For several months now, businesses throughout California and across the United States have struggled with social distancing and stay-at-home orders. One of the ways employers responded to these challenges was to allow their employees to work from home.

Now, many of those employers are thinking about using remote work as a bigger part of their business models, even after the lockdown. As Forbes reports, nearly one-quarter of the business leaders who responded to a recent survey said their companies would shift up to 20% of their workers to full-time remote positions. But those changes need to be handled carefully.

Remote work is effective when managed correctly

Ask any manager or business owner, and one of the first concerns they’re likely to express about remote work is that their employees may not be fully effective when they’re not in the office. But the truth is, multiple studies have found remote workers tend to be more productive when they work remotely. As Business News Daily notes, one survey found that remote employees worked the equivalent of 16.8 more days per year than their office-bound colleagues. Other surveys have found corresponding increases in productivity and financial benefits.

However, remote work isn’t for everyone. When you don’t have to keep everyone at home, it’s important to consider who responds well to remote work opportunities and who is better suited to work from the office. The same survey that found remote workers also felt more stressed out. They felt like they had worse work-life balances, and that could lead to early burn-out.

What do business owners and managers need to consider?
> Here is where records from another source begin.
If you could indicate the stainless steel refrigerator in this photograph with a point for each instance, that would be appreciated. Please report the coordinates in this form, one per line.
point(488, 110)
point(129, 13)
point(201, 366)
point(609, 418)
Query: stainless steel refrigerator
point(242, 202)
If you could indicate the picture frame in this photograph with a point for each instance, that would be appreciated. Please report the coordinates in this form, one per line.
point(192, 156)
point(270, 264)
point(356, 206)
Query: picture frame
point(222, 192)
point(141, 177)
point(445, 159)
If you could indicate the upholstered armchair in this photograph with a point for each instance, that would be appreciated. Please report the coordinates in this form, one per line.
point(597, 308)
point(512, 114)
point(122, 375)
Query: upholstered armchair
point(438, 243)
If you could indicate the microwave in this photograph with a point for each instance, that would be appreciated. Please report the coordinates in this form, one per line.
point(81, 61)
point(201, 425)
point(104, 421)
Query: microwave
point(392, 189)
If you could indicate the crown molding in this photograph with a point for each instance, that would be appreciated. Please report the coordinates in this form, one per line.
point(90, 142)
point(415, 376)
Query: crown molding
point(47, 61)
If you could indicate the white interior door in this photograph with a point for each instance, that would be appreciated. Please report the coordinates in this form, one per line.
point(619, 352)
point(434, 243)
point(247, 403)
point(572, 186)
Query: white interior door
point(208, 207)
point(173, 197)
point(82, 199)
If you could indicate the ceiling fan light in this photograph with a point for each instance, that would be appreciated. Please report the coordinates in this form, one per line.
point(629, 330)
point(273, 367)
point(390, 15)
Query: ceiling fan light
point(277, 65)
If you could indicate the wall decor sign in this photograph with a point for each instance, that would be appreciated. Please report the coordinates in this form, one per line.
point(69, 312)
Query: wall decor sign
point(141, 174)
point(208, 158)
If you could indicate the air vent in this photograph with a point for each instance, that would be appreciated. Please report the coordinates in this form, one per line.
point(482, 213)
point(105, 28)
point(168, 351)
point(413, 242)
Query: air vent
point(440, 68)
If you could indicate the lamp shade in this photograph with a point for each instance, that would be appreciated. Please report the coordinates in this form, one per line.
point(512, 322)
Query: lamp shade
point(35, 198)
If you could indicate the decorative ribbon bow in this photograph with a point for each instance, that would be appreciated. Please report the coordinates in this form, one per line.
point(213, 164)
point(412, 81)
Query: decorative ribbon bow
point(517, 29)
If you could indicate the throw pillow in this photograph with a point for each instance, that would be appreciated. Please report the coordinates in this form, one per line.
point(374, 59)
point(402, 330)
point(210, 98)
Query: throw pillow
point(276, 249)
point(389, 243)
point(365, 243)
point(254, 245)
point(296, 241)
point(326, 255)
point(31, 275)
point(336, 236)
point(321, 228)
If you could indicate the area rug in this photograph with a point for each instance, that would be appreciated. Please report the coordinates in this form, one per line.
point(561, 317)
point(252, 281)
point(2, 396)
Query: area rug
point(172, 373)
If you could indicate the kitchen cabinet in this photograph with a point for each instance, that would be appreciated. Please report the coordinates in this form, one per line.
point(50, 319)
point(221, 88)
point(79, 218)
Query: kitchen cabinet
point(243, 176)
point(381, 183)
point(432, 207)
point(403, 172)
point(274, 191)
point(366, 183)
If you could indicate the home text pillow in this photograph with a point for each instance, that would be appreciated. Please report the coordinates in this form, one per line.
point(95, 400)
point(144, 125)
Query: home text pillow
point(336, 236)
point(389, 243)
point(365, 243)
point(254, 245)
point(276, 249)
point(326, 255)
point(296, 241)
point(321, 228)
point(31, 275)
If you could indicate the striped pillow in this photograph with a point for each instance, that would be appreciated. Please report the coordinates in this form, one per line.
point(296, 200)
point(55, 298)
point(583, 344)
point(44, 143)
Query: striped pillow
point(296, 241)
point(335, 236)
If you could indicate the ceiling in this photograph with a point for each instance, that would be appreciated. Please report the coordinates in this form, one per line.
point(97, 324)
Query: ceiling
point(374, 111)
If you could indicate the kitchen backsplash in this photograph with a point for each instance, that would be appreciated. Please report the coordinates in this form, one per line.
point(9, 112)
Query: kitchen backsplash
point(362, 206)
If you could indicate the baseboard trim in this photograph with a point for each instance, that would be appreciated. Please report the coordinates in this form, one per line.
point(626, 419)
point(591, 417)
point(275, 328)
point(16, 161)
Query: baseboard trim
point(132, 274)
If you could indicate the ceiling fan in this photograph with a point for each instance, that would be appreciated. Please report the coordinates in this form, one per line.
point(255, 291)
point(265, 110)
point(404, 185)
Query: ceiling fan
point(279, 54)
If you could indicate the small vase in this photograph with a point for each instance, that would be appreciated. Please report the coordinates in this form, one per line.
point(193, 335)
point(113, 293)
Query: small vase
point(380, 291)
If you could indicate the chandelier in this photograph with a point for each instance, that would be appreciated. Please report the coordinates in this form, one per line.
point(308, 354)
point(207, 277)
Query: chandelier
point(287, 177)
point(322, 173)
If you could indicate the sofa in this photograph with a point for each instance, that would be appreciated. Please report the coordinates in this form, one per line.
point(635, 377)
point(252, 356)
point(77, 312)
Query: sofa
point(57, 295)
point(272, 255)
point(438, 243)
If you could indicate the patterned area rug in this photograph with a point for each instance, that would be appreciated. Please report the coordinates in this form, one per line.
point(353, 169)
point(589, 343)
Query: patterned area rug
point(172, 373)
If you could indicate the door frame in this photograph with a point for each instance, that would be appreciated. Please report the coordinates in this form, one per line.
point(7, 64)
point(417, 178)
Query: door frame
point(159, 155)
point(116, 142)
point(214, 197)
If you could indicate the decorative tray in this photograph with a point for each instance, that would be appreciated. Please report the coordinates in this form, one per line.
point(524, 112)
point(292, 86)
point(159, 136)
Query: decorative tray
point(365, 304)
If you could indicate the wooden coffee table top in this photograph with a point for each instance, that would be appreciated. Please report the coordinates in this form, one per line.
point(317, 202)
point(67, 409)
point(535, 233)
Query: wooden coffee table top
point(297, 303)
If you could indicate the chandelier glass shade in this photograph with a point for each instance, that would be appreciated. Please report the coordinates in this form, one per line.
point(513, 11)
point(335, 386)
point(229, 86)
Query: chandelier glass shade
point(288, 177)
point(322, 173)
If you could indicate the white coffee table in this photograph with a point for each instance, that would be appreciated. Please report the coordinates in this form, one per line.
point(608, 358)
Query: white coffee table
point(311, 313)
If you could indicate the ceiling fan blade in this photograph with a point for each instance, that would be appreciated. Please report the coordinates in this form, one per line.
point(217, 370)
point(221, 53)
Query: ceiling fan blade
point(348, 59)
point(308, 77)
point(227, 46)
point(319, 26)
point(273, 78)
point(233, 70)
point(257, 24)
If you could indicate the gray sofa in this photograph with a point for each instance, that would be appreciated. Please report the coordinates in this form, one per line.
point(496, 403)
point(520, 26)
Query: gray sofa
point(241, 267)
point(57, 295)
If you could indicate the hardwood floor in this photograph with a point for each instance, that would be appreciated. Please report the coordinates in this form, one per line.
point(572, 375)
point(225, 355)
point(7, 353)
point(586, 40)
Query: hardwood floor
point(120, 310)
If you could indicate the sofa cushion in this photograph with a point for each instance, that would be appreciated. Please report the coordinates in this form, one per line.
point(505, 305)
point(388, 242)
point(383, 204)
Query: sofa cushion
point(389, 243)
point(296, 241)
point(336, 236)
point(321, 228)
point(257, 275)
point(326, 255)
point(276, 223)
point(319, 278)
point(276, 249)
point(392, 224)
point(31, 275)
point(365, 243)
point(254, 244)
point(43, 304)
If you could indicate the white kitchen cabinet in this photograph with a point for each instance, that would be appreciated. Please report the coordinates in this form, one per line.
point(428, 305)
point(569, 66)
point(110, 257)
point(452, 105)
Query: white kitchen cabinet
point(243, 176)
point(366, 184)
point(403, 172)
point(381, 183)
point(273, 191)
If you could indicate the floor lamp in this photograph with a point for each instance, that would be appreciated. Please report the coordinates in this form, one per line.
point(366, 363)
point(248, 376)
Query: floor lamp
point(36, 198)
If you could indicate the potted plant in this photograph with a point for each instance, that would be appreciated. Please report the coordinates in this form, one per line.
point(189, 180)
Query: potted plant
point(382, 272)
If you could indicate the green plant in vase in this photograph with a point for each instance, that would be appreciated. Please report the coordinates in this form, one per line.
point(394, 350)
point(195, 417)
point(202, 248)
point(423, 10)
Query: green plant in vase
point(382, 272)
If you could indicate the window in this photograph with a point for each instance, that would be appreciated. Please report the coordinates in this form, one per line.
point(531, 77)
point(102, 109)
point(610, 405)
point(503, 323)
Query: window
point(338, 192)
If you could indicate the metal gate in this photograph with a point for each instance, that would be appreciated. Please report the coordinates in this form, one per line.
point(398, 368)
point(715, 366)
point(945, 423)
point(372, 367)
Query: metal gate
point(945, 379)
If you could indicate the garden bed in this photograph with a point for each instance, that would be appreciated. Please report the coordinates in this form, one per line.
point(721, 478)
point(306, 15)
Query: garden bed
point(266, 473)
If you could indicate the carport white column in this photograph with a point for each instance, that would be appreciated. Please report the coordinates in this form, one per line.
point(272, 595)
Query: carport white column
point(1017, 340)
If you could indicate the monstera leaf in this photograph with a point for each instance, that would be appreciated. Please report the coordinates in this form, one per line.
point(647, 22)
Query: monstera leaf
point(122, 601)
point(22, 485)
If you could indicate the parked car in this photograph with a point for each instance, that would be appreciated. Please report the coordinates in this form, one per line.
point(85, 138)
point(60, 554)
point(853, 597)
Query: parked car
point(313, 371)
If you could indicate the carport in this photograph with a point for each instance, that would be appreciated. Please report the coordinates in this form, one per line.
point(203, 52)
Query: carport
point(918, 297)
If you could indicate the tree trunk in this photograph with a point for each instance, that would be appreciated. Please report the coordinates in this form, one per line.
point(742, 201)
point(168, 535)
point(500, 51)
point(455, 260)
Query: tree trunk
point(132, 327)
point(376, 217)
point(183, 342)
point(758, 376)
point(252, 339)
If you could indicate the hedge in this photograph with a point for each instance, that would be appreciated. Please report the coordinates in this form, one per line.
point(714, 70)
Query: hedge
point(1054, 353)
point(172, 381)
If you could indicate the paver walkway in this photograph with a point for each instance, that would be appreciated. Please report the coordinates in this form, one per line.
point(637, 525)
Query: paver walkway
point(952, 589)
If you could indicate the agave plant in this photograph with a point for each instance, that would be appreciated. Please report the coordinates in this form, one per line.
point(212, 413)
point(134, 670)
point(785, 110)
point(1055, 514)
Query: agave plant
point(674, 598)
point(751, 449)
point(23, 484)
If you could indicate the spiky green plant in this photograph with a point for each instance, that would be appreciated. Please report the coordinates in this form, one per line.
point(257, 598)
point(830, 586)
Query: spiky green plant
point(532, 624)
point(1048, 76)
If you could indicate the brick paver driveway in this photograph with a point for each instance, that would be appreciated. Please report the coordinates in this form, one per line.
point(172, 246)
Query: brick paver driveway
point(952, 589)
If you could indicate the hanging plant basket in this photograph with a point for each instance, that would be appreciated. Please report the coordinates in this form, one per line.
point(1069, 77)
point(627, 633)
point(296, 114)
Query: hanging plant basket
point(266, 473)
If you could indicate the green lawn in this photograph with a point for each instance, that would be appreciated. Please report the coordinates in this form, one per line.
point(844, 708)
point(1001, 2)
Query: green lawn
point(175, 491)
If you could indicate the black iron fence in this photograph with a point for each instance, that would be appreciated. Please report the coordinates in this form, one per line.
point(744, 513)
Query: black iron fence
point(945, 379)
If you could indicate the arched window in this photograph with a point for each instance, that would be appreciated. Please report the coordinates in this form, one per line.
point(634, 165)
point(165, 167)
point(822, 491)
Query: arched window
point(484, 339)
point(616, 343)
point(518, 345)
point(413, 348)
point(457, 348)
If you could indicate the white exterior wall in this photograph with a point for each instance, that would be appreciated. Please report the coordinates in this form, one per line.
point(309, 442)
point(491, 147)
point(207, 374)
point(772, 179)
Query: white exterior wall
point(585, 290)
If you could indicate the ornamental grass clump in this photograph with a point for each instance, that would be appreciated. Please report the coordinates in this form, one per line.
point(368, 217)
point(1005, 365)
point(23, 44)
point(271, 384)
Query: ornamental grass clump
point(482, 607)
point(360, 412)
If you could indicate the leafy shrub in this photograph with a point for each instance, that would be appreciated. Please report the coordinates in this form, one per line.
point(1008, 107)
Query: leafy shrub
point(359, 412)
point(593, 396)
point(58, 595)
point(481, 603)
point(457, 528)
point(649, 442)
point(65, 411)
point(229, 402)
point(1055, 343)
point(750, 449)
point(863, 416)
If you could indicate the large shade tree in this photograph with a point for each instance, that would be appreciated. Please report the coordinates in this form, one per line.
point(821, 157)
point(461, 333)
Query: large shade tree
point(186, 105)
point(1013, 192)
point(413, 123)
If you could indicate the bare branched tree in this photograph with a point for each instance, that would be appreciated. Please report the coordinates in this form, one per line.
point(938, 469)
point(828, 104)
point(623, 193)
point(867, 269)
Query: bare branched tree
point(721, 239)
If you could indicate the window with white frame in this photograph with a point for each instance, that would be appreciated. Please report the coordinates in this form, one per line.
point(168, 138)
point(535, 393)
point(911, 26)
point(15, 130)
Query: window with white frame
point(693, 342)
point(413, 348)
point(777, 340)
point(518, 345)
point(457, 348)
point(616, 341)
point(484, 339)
To make sure they have the right people working remotely—and to help those employees work as effectively as possible—many experts suggest employers carefully consider:

  • Which positions and employees might best fit remote work opportunities
  • How to maintain the company culture when there’s less face-to-face contact
  • Documentation processes to prevent gaps and cracks in communication
  • How to track, measure and reward good work

Additionally, there are numerous legal factors to consider. The shift from the traditional office to remote work can leave employers in the lurch unless they:

  • Set firm policies for information and data security
  • Revise employment agreements and their employee handbook
  • Remember that workplace safety concerns carry into home offices
  • Comply with all the laws that may apply to out-of-state or international employees

These concerns aren’t overwhelming, but they’re important steps toward protecting your business from unfounded claims. For example, clear policies and systems that track the time employees spend on their work may prove valuable if you need to defend your business against a wage and hours claim. Similarly, the clear expectations you set should help if a regulatory agency follows up on a complaint.